When the voltage VB of the battery 1 approaches the charging voltage VC, the contact of the protection contactor 31 is closed.

In normal use, the voltage VB of the battery 1 indicates an open voltage, and the set value of the charging voltage VC is set to a value from 0.5 * VB to 0.8 * VB.

The secondary coil 20 of the transformer 18 has a leakage inductance 32, a leakage inductance 33, and a leakage inductance. By making the switching element conductive, energy is stored in the inductance, and the switching element is cut off to make the voltage higher than the voltage VB of the battery 1 so that a charging current flows to the battery 1.

FIG. 4 shows a block diagram of the control circuit. Mainly charge control.

(+) The power supply line 2 is connected to the power supply circuit 42 of the control circuit 40 via the key switch 41. The contact 44 of the relay 43 is connected in parallel with the key switch 41.
[The contact 45 of the relay 43 is connected to the input circuit 47. The coil 46 of the relay 43 is connected to the diode bridge 21 shown in FIG.

An input circuit 48 having a measuring transformer and the like
Is connected to the three-phase AC power supply 17, and the input circuit 49 is connected to signals such as a battery voltage and a current sensor.

The input circuit 47 defines the maximum value of the charging current of the operation panel 50 and is connected to a charging start signal.

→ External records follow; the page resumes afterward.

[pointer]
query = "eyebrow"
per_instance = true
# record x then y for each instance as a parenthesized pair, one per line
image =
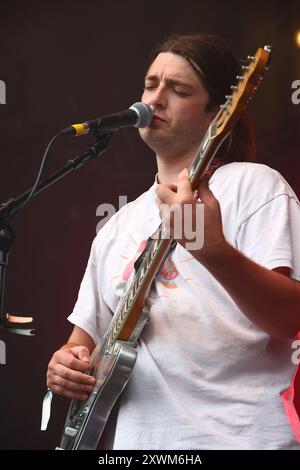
(169, 81)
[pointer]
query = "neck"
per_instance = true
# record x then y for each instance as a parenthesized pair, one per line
(168, 169)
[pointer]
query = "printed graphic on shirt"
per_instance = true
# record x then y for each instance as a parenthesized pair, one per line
(166, 276)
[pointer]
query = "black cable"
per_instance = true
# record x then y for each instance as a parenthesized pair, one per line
(37, 181)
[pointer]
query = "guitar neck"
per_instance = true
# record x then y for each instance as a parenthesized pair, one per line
(131, 306)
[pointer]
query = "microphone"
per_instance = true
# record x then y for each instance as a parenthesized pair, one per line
(138, 115)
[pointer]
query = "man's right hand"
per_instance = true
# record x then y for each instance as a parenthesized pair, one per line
(66, 373)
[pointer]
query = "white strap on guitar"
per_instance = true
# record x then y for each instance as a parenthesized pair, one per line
(46, 409)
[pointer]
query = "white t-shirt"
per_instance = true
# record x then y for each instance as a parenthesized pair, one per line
(206, 377)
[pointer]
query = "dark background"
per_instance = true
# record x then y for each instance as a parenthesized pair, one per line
(67, 61)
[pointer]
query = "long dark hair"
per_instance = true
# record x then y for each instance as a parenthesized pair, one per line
(217, 69)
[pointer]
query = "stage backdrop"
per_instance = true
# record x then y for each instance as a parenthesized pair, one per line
(66, 61)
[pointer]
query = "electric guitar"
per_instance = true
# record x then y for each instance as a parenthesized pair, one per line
(114, 357)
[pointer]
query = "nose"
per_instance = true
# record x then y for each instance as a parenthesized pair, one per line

The signals processed by the respective input circuits are input to the microcomputer 51. The signal processed by the microcomputer 51 is amplified by the output circuit 52, and the switching element Q and the coil of the protection contactor 31 are energized to perform an operation.

Since the control circuit 40 can be used both during traveling and during charging, the size can be reduced.

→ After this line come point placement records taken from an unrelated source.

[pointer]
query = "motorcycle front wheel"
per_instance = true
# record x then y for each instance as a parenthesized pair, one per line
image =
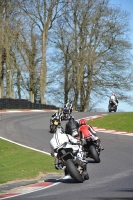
(94, 154)
(74, 173)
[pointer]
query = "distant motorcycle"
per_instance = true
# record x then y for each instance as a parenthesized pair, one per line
(112, 107)
(91, 148)
(76, 168)
(54, 124)
(66, 114)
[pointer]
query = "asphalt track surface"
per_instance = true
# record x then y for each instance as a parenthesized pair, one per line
(111, 179)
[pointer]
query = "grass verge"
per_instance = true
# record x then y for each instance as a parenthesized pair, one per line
(118, 122)
(18, 163)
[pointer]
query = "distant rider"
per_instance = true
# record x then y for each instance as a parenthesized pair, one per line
(113, 99)
(56, 115)
(86, 130)
(72, 126)
(69, 106)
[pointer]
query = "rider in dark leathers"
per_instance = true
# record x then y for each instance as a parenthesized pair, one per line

FIG. 5 shows a flowchart of the charge control.

Whether the voltage is applied to the three-phase AC power supply 18 depends on whether the relay 4 connected to the diode bridge 21
3 is determined by whether the coil 45 is energized and the contact 45 is closed. The initial check is not described. Also, the content of the energization control is not described.

[0045]

According to the present invention, the charging device can be downsized.

[Brief description of the drawings]

FIG. 1 is a circuit diagram of an electric vehicle according to an embodiment of the present invention.

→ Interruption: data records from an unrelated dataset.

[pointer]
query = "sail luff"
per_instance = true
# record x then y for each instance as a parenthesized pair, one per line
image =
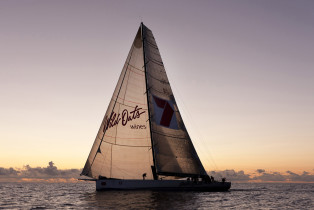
(122, 146)
(148, 105)
(106, 124)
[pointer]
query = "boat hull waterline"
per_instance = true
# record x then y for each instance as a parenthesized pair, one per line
(175, 185)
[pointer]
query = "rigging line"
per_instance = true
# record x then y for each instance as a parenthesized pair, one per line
(153, 45)
(128, 105)
(126, 101)
(124, 138)
(153, 59)
(148, 104)
(136, 72)
(176, 137)
(156, 62)
(162, 81)
(204, 145)
(113, 106)
(136, 68)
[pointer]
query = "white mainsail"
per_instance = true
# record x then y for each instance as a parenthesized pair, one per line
(143, 131)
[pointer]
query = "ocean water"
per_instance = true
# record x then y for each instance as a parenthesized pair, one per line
(82, 195)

FIG. 2 is a circuit diagram of an electric vehicle according to another embodiment of the present invention.

FIG. 3 is a circuit diagram at the time of charging.

FIG. 4 is a block diagram of a control circuit.

FIG. 5 is a control flowchart at the time of charging.

[Explanation of symbols]

1 ... battery, 2 ... (+) power line, 3 ... (-) power line,
4 switching element, 5 arm, 6 semiconductor switching device, 7 contactor, 8, 9, 10 contact, 1
1, 12, 13 ... current sensor, 14 ... DC motor, 15
... Semiconductor switching device, 16 ... AC motor, 17 ...
Three-phase AC power supply, 18 transformer, 19 primary coil, 2
0: secondary coil, 21: diode bridge, 22: coil.

Claims (3)

[Claims] A control circuit including a plurality of motors of a battery, a DC motor or an AC motor, respective semiconductor switching devices for controlling the current of the motors, a microcomputer for turning on / off a switching element of an arm of the semiconductor switching device; An electric vehicle control device having a battery charging device having a three-phase AC power supply as an input, comprising: a transformer in which a primary coil is connected to a three-phase AC power source and insulated by a secondary coil, a contactor that operates during charging, and a contact of the contactor. A charging device serving also as a switching device of an electric vehicle, wherein a secondary coil of the transformer is connected to an arm of the semiconductor switching device. 2. The electric vehicle according to claim 1, wherein the secondary coil of the transformer is connected from a contact of the contactor to an arm of the semiconductor switching device of the AC motor and an arm of the semiconductor switching device of the DC motor. A charging device that also serves as a switching device. 3. The charging device according to claim 1, wherein the secondary coil of the transformer is connected from a contact point of the contactor to an arm of the semiconductor switching device of each of the three motors.